El barco se movia violentamente agitado por la galerna que lo había atrapado en el medio del Atlántico. En el camarote del capitán se desarrollaba una escena dramática. Una mujer estaba dando a luz. Iluminada por la débil luz del barco, que iba y venía, los relámpagos que azotaban el oceáno daban a la escena un aspecto espectral. Las sábanas blancas ensangrentadas, las toallas del mismo color y el agua caliente de la palangana, ahora rosada, presagiaban una tragedia que, felizmente, no se consumó. La madre y el niño estaban bien.
Todo había empezado en La Habana Vieja. Allí la familia Orzán, inmigrantes provenientes de Galicia, tenía un colmado en una humilde casa de dos plantas, con la de arriba haciendo de vivienda. Los inicios habían sido duros pero la llegada de Celia, su primera hija, y el reciente embarazo de mamá Julia trajeron consigo un aumento de los clientes. Muchos de ellos eran españoles, y la mayoría gallegos. Parecía que la suerte de los Orzán iba a cambiar. Pero un día Julia llegó temprano del mercado para encontrarse a su marido entre los muslos sedosos y brillantes de la mulata que habían contratado .
Julia no se lo pensó dos veces. El negocio estaba a nombre del marido. Ella ya no tenía nada que hacer allí. Volvería a Galicia. A su aldea, donde había sido feliz, aunque pobre.

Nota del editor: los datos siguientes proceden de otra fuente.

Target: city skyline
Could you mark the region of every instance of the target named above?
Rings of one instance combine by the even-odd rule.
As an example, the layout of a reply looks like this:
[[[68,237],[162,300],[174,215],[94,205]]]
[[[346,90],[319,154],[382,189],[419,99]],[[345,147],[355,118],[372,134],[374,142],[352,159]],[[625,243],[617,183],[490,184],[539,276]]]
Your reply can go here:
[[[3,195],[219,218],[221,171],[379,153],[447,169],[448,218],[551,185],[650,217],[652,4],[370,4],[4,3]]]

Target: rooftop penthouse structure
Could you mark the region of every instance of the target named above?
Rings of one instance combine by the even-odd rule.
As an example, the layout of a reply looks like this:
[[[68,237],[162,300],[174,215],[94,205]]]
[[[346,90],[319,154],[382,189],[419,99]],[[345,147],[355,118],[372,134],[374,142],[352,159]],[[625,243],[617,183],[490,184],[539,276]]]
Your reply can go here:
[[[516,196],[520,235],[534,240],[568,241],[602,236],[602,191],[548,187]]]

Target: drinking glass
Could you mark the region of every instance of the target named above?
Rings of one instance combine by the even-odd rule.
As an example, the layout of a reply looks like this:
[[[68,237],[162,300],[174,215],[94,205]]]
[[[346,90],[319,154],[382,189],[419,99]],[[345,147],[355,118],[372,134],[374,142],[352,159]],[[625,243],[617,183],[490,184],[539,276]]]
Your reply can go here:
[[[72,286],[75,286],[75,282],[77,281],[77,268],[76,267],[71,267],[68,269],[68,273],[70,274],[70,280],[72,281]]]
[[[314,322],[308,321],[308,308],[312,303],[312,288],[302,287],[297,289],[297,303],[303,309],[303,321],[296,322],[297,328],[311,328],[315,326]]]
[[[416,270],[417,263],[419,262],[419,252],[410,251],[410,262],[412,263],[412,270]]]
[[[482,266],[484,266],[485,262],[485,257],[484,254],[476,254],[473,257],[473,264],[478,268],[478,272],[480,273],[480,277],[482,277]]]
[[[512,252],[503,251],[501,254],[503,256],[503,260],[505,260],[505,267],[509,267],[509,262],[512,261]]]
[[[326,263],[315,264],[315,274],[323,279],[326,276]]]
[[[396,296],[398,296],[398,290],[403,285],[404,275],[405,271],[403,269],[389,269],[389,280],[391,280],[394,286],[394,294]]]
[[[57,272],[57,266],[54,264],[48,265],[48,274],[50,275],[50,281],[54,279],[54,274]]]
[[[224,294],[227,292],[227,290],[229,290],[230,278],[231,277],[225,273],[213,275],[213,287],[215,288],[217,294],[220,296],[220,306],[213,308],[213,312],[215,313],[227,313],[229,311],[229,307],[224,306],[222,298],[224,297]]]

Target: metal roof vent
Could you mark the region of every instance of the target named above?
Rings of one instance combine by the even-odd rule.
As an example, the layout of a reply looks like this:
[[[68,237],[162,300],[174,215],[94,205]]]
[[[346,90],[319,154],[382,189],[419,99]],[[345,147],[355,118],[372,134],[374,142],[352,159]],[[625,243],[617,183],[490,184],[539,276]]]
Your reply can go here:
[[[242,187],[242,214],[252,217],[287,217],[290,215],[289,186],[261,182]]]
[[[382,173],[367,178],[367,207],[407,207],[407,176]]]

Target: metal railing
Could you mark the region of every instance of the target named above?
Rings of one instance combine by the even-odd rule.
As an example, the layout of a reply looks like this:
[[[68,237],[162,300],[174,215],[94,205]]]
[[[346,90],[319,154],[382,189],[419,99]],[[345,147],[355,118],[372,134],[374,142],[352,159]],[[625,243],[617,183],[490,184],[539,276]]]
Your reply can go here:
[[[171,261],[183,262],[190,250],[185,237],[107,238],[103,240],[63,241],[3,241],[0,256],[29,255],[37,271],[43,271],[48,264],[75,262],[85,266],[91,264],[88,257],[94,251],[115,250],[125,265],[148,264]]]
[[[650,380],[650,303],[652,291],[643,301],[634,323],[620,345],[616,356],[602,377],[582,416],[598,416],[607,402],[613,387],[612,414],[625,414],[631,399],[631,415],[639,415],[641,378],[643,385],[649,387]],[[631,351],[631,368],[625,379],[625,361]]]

Desoyendo las súplicas de Paco, su marido, cogió dinero de la caja-¡Me lo debes, aseguró furiosa!- y compro los pasajes, para ella y su hija, en el primer paquebote que zarpaba hacia Vigo.
Y allí acababa de nace su hijo. El capitán, emocionado, al saber la historia de labios de una Julia fatigada y débil le prometió que se encargaría de sufragar la educación del niño.
Celia llegó a su pueblo. Allí abrió una tienda de "Ultramarinos" que a la vez era tasca y bautizó al niño como Marino, en honor al capitán que había empezado a mandarle dinero.
Pasaron los años y Marino creció cuidado por su madre y hermana Celia. Julia nunca volvió a casarse y le hablaba frecuentemente al niño de aquel magnífico capitán al que le debía su educación. Decía que el niño no debía desaprovechar la ayuda de tan gentil caballero. Y Marino no lo hizo. Estudió en la escuela elemental y ganó una beca para estudiar interno, en la capital, el bachillerato. El dinero llegaba puntualmente pero, aunque Celia intentó ponerse en contacto con el capitan, varias veces, no pudo localizarlo.
La mujer lloró el día que el muchacho le dijo que querìa estudiar Naútica. Así lo hizo. Y volvió a resultar brillante. Al terminar la carrera fué contratado por la principal linea que transportaba pasajeros a América. Unos dias antes de zarpar tuvo que ir a Madrid para arreglar la documentación en la Naviera y aprovechó para visitar el archivo de la Marina Mercante y se enteró del lugar de procedencia del capitán.
Marino, luciendo su uniforme de oficial de la Mercante, se bajó en el apeadero indicado. La estación estaba desierta. Solo un carro de mulas estaba a su disposición. En él llegó a la dirección que le indicaron en Madrid. Llamó impaciente y un anciano le abrió. A preguntas de Marino su viejo semblante se ensombreció. Se puso un raído chaquetón, se calzó su boina y simpelemente ordenó. Sígame
Fueron cuesta arriba hasta llegar a la iglesia del pueblo. En una lápida figuraba el nombre del capitán. El anciano se echó a llorar y entre làgrimas le conto al muchacho que el capitán, su hermano, había sido asesinado en el puerto de Vigo al resistirse a un atraco. Entoncés Marino volvió a fijarse en la lápida y se quedó helado. La fecha de su muerte era la misma de la llegada del barco de su madre y su hermana, unos dias después de su propio nacimiento.